Patel, they argued, could not legally be charged with both felony neglect and feticide in the same sweep, as the court had instructed. It was a mind boggling web of disproportionate and questionable litigation. As the Indiana Religious Coalition for Reproductive Choice explained to Bustle back in March following Patel's conviction, "The sentence for feticide demonstrates that the application of the feticide statute in Indiana is being expanded to criminalize obstetric emergencies, unhealthy behavior, and self-abortion with online or alternative abortifacients."

But Patel's case was one of only a few tried here in the U.S. — and with the controversial accuracy of the current charges being brought against Jones, it's likely that the courts will weigh their options more carefully this time to avoid legal catastrophe.

It also means that the courts will put up a good fight.
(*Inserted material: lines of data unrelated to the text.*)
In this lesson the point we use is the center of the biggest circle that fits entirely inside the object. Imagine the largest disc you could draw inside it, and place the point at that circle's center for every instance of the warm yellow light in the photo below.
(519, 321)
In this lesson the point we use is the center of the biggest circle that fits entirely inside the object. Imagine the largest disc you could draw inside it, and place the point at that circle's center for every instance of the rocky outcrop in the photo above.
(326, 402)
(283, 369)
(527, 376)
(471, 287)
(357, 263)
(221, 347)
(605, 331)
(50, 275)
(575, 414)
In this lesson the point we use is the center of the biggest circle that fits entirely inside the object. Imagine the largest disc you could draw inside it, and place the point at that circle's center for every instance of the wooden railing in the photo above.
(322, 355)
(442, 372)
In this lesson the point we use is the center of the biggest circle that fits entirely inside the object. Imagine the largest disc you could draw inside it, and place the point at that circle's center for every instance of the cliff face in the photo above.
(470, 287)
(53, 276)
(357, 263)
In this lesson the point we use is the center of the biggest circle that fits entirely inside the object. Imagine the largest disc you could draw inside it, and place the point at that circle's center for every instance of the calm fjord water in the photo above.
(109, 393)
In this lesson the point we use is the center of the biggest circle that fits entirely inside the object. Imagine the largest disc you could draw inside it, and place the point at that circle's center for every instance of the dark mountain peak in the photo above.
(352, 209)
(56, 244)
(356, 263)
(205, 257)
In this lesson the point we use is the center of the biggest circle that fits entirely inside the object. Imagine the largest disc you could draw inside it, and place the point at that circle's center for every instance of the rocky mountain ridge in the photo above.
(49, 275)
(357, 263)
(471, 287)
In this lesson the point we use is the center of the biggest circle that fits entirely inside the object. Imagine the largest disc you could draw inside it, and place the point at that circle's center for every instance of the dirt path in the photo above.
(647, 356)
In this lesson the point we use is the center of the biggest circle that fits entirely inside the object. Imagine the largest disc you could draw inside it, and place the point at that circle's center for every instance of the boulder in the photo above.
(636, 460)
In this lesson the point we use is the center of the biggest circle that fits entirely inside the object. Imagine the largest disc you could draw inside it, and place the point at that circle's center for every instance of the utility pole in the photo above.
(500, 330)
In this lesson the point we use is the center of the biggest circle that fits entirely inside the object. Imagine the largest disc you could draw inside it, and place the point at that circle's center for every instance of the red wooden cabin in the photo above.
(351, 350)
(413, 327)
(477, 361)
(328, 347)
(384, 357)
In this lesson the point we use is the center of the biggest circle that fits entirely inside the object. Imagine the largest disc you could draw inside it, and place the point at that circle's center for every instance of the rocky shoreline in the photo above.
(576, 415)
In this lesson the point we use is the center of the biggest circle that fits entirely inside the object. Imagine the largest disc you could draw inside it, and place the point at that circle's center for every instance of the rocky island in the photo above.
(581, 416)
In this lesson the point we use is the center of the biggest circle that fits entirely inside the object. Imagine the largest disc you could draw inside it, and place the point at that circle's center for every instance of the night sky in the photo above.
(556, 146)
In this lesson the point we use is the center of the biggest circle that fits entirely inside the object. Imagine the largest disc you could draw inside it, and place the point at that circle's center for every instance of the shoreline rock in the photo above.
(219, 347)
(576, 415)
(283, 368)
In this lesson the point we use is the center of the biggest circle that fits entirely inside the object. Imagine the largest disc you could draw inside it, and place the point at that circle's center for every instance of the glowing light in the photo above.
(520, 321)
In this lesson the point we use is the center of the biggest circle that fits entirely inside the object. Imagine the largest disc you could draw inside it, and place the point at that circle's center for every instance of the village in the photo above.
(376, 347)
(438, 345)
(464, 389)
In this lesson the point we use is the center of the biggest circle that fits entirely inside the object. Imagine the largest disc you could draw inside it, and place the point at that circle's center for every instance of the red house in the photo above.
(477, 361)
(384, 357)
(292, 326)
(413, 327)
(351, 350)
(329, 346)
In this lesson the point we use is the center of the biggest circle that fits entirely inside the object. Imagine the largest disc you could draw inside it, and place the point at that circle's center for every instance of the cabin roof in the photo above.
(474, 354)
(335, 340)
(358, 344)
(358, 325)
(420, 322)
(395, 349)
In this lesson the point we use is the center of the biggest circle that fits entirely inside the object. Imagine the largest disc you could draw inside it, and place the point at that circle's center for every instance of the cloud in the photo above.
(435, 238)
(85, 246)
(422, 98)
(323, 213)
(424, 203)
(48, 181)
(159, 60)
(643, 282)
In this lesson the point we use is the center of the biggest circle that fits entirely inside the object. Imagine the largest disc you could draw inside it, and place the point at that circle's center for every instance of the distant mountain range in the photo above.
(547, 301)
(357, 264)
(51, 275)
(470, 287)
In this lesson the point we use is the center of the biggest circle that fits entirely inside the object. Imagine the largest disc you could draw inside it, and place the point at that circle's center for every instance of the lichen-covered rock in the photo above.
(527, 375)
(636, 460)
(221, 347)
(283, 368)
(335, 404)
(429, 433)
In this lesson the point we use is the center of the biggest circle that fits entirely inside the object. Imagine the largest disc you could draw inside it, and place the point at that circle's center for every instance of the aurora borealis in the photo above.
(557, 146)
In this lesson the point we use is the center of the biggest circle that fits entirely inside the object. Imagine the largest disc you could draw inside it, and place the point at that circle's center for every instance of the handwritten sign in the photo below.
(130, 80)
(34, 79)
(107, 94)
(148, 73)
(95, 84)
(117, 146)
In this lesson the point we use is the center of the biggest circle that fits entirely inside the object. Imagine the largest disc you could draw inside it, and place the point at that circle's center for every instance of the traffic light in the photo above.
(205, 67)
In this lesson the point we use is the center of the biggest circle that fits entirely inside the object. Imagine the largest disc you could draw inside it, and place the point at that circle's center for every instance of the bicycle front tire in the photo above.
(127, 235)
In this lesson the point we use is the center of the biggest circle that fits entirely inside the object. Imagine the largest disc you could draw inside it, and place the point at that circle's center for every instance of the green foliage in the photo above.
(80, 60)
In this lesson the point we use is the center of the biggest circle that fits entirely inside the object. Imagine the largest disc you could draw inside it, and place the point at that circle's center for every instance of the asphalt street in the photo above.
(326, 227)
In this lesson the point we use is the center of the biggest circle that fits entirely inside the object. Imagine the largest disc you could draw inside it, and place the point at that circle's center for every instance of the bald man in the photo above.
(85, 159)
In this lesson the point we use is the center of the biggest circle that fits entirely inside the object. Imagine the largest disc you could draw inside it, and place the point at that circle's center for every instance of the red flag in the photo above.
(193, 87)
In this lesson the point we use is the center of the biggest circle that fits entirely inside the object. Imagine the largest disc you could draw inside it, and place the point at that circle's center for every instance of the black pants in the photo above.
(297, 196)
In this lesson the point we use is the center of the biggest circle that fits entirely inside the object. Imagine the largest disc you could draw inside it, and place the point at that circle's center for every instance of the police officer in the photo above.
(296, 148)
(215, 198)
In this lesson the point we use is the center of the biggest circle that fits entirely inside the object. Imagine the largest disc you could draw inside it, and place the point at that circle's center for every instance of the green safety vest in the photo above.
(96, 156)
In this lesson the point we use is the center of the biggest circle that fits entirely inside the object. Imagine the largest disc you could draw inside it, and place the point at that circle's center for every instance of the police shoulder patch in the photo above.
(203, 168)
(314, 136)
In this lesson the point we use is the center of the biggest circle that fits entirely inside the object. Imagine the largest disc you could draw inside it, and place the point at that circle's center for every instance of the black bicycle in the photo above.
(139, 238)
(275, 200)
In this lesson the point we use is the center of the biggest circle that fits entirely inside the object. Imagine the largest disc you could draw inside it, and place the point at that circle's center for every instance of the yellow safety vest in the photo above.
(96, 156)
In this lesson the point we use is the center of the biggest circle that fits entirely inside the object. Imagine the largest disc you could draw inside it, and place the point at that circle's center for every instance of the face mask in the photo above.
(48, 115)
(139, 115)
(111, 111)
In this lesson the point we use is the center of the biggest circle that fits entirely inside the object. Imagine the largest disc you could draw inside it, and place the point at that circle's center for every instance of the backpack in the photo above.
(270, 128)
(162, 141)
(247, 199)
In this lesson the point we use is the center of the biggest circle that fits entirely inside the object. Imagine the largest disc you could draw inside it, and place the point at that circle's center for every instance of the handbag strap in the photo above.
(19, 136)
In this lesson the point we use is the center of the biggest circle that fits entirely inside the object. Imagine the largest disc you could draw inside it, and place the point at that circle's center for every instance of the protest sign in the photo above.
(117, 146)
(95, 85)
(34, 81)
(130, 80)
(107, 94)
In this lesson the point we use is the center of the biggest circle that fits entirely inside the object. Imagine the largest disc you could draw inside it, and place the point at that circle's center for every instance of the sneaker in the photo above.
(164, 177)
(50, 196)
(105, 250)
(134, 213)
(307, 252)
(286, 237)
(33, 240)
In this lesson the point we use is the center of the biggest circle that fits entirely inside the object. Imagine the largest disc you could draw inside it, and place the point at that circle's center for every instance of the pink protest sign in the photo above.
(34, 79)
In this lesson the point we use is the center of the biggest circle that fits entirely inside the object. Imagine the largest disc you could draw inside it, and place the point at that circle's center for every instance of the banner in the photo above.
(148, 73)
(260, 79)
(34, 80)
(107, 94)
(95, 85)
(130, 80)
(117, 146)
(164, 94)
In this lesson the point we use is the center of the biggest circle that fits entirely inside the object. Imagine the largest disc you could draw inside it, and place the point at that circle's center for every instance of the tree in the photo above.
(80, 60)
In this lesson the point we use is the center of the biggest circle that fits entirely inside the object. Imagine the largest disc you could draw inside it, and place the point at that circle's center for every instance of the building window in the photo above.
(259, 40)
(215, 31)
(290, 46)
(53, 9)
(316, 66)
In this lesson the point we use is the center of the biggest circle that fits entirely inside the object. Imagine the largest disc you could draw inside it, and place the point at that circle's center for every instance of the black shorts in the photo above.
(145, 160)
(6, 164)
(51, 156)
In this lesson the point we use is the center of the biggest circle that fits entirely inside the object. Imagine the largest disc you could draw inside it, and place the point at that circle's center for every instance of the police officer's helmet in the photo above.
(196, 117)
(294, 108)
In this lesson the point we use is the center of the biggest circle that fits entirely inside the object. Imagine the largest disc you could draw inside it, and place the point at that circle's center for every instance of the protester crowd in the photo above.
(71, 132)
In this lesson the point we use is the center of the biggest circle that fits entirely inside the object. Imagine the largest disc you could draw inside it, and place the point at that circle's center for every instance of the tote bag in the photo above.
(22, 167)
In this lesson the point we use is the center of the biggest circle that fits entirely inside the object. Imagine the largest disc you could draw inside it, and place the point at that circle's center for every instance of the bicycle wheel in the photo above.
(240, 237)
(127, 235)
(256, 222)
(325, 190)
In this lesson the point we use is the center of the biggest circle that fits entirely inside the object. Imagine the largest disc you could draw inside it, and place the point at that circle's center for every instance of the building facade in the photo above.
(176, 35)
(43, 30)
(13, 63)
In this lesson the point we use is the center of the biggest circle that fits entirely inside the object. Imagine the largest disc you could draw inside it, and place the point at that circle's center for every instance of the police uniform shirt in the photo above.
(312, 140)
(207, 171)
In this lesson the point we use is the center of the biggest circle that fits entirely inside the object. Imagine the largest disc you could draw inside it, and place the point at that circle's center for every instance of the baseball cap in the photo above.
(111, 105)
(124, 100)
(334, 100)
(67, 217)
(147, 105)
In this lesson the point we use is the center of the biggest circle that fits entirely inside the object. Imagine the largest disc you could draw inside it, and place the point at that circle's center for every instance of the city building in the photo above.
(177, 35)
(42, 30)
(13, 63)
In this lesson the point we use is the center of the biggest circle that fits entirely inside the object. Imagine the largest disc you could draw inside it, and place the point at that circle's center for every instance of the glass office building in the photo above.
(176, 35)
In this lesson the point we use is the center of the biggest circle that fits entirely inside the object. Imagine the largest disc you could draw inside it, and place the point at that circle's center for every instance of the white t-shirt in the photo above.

"Right to life... abortions... who makes those decisions?" said Dougherty County District Attorney Greg Edwards in a statement, adding that he intended to take the case up with a grand jury as quickly as possible in order to determine the legality of the case, the first of its kind in the state. "It is an issue that, again, has a lot of particular issues that we are going to need to evaluate."

Whether or not Jones is set free or fixed with overblown accusations for the next year remains to be determined. Her outlook at the moment, given the current legal jargon and the wavering history of feticide cases and others like it in the United States, may give her counsel reason to rejoice temporarily. Certainly, when you have both pro-choice and pro-life advocates arguing in your defense, it's a good sign — but that doesn't mean the charges against her are any less intrusive.